Um dos setores que melhor vem aproveitando o bom momento do Brasil para captar recursos em bolsa é o de construção. Para o diretor de crédito imobiliário do Santander, José Roberto Machado, seria muito prematuro afirmar que essa onda de ofertas de ações chegou ao fim.

Machado diz que o apetite dos investidores estrangeiros por ações de construtoras e incorporadoras têm se mostrado abundante e que a demanda das pessoas físicas por imóveis continuou em alta mesmo durante o período da crise. "As vendas foram sustentadas pela queda dos juros, a grande oferta de crédito com recursos da poupança, o enorme déficit habitacional e o programa Minha Casa, Minha Vida", diz. "Continuo a ver um cenário favorável para a expansão do setor."

Títulos públicos

No mercado de renda fixa, os reflexos do IOF já vinham sendo sentidos desde a semana passada, quando começaram a circular no mercado rumores de que o governo taxaria as aplicações estrangeiras. Os juros subiram e os preços dos títulos caíram, esperando uma redução na demanda pelos papéis.
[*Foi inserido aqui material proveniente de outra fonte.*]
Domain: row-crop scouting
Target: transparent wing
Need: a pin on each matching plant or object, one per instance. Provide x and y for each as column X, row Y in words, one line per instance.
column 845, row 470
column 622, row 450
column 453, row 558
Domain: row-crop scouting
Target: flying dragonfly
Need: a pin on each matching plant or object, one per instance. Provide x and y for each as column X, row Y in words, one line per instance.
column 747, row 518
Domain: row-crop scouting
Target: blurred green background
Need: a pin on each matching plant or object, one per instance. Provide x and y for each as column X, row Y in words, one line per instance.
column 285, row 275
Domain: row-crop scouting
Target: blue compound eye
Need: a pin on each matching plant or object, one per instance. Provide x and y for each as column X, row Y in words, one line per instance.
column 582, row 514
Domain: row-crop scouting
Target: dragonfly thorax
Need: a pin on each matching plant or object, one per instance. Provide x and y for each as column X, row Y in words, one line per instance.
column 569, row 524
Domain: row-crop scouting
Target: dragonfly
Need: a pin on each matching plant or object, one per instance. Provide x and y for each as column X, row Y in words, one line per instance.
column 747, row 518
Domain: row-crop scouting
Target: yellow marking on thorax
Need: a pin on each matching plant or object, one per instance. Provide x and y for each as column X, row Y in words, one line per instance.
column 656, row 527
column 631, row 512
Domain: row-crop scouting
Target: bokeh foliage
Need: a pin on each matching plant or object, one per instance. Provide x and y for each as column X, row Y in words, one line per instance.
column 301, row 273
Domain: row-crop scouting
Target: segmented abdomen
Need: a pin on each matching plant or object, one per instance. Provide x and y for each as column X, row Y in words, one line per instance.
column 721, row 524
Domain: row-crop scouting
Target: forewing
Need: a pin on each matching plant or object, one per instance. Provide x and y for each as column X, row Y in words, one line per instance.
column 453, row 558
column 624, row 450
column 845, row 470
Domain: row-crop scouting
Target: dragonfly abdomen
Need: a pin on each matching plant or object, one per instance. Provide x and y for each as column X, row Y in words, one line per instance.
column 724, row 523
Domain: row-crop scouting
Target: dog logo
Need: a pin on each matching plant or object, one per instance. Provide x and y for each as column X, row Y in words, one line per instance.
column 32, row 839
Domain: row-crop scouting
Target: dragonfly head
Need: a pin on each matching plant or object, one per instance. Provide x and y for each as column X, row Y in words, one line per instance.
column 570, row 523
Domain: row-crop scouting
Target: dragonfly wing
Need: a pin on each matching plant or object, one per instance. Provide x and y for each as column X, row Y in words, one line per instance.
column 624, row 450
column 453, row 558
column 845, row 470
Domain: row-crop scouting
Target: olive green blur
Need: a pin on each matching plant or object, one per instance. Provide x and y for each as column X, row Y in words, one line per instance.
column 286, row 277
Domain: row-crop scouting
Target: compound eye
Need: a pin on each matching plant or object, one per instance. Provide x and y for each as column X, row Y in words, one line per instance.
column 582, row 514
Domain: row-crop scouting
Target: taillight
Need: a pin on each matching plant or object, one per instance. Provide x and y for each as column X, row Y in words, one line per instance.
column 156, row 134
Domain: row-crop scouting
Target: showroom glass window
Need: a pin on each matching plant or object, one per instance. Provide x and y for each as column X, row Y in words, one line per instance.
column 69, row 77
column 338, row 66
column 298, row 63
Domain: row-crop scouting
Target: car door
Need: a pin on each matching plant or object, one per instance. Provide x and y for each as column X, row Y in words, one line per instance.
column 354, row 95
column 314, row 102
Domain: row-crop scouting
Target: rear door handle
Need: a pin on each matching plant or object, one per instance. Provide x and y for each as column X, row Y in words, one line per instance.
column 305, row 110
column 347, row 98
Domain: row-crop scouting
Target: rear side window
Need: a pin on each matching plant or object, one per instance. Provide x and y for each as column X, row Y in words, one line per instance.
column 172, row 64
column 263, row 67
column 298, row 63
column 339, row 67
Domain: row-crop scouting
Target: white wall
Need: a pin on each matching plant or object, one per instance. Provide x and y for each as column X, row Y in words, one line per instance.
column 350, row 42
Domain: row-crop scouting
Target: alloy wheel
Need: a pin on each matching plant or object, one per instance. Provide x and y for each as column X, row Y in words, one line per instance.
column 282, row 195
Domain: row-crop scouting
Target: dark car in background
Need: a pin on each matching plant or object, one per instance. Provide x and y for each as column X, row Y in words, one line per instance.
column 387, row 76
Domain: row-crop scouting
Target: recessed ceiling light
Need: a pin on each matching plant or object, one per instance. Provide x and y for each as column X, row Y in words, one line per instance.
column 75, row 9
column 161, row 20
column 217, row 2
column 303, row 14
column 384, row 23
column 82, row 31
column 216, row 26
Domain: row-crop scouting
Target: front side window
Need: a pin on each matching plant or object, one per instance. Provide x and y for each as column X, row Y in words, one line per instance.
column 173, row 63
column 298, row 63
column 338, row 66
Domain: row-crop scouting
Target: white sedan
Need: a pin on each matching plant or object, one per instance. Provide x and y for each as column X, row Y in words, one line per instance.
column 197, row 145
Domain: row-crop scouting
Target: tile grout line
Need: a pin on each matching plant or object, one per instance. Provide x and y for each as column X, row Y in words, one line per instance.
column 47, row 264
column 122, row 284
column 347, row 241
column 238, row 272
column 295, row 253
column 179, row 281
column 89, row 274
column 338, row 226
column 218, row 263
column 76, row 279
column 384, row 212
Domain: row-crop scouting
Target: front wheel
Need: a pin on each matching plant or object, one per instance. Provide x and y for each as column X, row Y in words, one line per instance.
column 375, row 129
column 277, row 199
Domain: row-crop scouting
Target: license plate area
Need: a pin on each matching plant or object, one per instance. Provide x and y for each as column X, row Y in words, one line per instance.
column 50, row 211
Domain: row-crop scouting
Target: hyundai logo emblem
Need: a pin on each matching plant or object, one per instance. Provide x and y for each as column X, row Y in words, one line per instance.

Os especialistas, entretanto, não esperam uma queda permanente no apetite dos investidores estrangeiros. "Mesmo descontando os 2% do IOF, o retorno dos títulos brasileiros continua muito atraente. Nos Estados Unidos, se considerada a inflação, os juros estão negativos", lembra Calil. Seen ressalta que os bancos de investimento estrangeiros são criativos e devem logo desenvolver produtos que minimizem o impacto do IOF.

Além disso, no próximo ano as taxas de juros devem voltar a subir e compensar a perda que o investidor terá agora. "Os juros devem subir para 10% ou 11% em meados do próximo ano, anulando o prejuízo causado pelo IOF", diz Lance Reinhardt, do Superfund. "Eu vou continuar a investir em renda fixa no Brasil."

Câmbio

Ao anunciar a cobrança do IOF sobre o capital estrangeiro, o governo destacou que, além de evitar a especulação devido ao excesso de liquidez no mercado, a medida tem como objetivo proteger a produção nacional em função da grande valorização do real frente ao dólar. Em 2008, lembra o Santander, o governo utilizou tal ferramenta para frear a queda do dólar. Porém, com pouco sucesso. Em dois meses, o dólar subiu 4%, passando de 1,67 real no final de fevereiro para 1,74 ao término de março, mas logo a moeda brasileira voltou a ganhar força, chegando a cair a 1,56 real três meses depois. Ou seja, os fundamentos da economia foram mais fortes que a taxação do capital. Resta esperar para ver o que vai acontecer desta vez.